Refer to caption — Figure 1: The stereo egocentric input and the comparison of the estimated pose of the state-of-the-art method [8] and ours. Blue color for the ground truth and red color for the respective method’s estimation

Conventional 3D pose estimation methods typically derive 3D pose directly from 2D pose information [19, 12, 34]. However, this approach faces challenges in egocentric setups due to inaccuracies in 2D pose estimation resulting from limited camera views and self-occlusion. To address this, egocentric pose estimation methods use joint heatmaps—probabilistic 2D representations of joints [21]. These heatmaps employ probability distributions of likely joint positions rather than exact locations. Following this approach, methods generate heatmaps for key joints from egocentric camera input, consolidate them into a unified feature embedding vector, and perform full-body 3D pose estimation (Fig. 2). However, two critical problems in the heatmap-to-3D lifting process significantly impact position estimation accuracy.

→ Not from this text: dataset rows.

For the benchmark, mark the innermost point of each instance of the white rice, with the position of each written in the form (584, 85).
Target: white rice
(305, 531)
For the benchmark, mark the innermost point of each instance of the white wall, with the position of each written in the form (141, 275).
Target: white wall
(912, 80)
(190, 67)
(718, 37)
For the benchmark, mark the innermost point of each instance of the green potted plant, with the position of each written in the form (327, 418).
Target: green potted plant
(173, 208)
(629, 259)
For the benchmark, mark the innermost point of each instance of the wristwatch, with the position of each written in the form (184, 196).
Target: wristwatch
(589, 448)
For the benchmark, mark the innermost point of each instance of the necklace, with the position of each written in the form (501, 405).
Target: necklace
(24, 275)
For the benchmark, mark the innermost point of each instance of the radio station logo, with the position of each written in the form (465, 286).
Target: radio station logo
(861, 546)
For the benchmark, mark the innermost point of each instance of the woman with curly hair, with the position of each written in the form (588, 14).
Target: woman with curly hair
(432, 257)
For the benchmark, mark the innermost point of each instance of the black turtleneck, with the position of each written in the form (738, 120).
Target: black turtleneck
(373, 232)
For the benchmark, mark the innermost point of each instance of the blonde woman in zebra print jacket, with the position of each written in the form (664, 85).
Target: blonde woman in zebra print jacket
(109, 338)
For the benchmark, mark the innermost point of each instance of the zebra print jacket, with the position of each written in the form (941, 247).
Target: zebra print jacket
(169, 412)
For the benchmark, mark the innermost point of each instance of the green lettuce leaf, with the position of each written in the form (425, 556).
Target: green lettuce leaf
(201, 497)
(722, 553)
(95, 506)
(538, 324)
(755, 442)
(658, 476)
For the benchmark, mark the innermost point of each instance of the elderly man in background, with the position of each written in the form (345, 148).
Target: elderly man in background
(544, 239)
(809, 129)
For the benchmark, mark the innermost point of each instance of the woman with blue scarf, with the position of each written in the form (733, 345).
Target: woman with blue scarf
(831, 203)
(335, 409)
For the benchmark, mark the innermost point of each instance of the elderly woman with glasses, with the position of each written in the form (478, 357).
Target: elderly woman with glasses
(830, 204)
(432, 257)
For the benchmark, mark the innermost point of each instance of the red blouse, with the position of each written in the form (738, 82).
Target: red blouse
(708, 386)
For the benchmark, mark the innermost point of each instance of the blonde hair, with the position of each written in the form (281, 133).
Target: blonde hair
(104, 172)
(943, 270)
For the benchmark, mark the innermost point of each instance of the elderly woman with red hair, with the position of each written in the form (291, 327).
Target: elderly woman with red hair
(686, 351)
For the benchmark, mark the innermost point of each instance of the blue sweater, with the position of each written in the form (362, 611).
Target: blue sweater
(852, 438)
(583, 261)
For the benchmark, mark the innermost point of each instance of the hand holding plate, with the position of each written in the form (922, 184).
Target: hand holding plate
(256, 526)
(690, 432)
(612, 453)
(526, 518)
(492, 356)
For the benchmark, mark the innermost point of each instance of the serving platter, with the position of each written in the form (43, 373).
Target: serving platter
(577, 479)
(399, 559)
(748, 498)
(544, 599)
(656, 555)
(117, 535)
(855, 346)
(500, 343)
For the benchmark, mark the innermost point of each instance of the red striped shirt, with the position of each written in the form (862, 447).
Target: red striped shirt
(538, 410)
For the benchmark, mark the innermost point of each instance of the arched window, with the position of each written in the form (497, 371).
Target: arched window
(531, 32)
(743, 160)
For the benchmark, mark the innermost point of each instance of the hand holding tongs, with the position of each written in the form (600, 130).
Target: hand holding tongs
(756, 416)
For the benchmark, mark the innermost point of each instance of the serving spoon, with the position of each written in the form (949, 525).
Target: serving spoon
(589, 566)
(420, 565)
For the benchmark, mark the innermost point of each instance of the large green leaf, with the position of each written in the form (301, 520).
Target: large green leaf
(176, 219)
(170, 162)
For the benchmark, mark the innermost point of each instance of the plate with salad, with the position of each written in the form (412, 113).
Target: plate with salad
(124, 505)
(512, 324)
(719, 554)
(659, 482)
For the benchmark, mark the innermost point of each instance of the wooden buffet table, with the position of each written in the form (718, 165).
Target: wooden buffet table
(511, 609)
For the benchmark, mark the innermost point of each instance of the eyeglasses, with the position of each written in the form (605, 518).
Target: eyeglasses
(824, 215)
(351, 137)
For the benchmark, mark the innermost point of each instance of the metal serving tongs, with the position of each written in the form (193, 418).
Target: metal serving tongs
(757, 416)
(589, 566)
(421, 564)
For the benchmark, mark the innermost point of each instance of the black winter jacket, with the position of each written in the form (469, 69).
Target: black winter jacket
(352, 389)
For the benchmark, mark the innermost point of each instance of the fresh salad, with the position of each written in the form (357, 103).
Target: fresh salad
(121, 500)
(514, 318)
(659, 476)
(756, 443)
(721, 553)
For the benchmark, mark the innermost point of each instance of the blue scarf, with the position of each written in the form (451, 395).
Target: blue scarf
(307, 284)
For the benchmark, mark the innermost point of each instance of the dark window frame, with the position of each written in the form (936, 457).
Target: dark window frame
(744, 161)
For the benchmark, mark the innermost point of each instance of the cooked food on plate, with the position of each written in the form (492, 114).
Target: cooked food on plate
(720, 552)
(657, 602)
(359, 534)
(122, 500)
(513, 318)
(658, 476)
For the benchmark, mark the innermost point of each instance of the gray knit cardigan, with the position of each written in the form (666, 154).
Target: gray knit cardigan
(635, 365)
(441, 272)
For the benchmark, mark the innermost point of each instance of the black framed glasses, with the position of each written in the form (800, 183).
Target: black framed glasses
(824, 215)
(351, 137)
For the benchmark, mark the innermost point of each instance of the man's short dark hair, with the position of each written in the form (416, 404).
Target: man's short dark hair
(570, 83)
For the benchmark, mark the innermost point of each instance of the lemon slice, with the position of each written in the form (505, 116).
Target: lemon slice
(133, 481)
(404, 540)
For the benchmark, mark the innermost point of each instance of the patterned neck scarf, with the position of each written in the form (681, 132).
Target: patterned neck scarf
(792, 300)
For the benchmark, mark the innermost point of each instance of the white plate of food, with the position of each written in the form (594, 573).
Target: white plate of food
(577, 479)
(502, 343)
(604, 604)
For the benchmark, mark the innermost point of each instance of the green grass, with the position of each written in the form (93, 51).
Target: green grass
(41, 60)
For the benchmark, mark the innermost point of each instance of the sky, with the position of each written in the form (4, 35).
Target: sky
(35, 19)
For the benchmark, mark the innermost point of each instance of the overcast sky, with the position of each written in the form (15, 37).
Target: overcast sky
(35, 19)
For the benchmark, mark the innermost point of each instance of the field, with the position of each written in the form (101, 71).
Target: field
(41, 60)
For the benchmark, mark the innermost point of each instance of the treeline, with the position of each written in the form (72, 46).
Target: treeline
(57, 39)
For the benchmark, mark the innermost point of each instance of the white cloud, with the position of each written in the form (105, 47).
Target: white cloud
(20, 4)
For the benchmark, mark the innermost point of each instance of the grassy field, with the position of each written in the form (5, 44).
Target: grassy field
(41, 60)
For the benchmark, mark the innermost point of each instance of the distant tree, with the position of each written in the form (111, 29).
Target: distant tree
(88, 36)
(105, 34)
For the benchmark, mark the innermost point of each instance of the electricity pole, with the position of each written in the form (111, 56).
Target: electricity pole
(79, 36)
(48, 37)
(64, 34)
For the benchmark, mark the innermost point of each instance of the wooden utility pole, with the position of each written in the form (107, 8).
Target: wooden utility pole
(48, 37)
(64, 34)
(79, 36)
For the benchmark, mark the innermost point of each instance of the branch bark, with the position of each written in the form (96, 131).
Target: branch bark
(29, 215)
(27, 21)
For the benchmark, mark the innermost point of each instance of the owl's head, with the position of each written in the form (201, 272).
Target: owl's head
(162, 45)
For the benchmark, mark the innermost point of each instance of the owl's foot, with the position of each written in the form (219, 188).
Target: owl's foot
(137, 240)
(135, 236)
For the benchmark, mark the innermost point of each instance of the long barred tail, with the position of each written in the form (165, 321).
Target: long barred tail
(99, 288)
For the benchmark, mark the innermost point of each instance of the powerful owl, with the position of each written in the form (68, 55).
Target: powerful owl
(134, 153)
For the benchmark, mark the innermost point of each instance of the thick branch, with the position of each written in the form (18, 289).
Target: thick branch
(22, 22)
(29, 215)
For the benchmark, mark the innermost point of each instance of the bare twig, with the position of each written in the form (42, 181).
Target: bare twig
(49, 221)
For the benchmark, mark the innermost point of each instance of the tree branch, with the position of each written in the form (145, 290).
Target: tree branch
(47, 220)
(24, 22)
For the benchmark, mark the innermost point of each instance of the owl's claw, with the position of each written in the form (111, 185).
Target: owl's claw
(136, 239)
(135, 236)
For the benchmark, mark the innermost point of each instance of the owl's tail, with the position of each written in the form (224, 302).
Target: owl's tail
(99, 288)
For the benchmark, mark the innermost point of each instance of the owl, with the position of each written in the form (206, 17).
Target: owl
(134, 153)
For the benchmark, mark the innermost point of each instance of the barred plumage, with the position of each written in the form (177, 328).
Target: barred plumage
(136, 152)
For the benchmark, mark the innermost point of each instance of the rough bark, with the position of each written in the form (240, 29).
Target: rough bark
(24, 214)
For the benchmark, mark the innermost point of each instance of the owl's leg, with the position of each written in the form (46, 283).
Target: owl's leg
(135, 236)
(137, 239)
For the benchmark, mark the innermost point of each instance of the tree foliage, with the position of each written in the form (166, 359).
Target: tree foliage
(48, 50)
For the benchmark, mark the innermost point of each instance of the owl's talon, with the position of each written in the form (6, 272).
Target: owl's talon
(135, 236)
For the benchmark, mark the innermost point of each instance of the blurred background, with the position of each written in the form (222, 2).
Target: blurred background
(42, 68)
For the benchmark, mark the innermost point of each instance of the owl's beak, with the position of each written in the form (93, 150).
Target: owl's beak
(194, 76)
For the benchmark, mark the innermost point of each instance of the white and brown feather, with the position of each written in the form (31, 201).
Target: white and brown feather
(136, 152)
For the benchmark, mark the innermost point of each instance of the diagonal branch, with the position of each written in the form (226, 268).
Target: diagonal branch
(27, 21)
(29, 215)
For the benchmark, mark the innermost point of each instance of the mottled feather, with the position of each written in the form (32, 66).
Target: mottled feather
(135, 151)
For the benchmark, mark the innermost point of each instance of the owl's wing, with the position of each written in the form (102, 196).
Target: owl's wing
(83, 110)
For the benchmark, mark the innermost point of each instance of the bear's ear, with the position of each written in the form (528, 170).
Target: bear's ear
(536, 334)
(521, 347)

Inefficiency in feature embedding. Obtaining an effective feature embedding from the heatmap poses a significant challenge. A robust embedding vector is crucial for accurately reconstructing the 3D pose, given the indirect mapping between the probabilistic, high-dimensional heatmaps and the 3D pose. However, the standard design, utilizing a CNN (Convolutional Neural Network) encoder, proves inadequate for feature summarization. The CNN encoder fails to preserve correspondence between specific heatmaps and joint poses, as features are merged into a single shared embedding. Furthermore, the spatial locality assumption of CNNs does not hold in an egocentric setup, where related joints may be distant in pixel space due to the proximity of ego-centric cameras to body parts and biased positions. The 3D pose lifting employs heatmap reconstruction loss [20, 32, 2, 8] to recover heatmap information, but full recovery becomes challenging once the embedding vector has significantly lost information, as illustrated in Fig. 3.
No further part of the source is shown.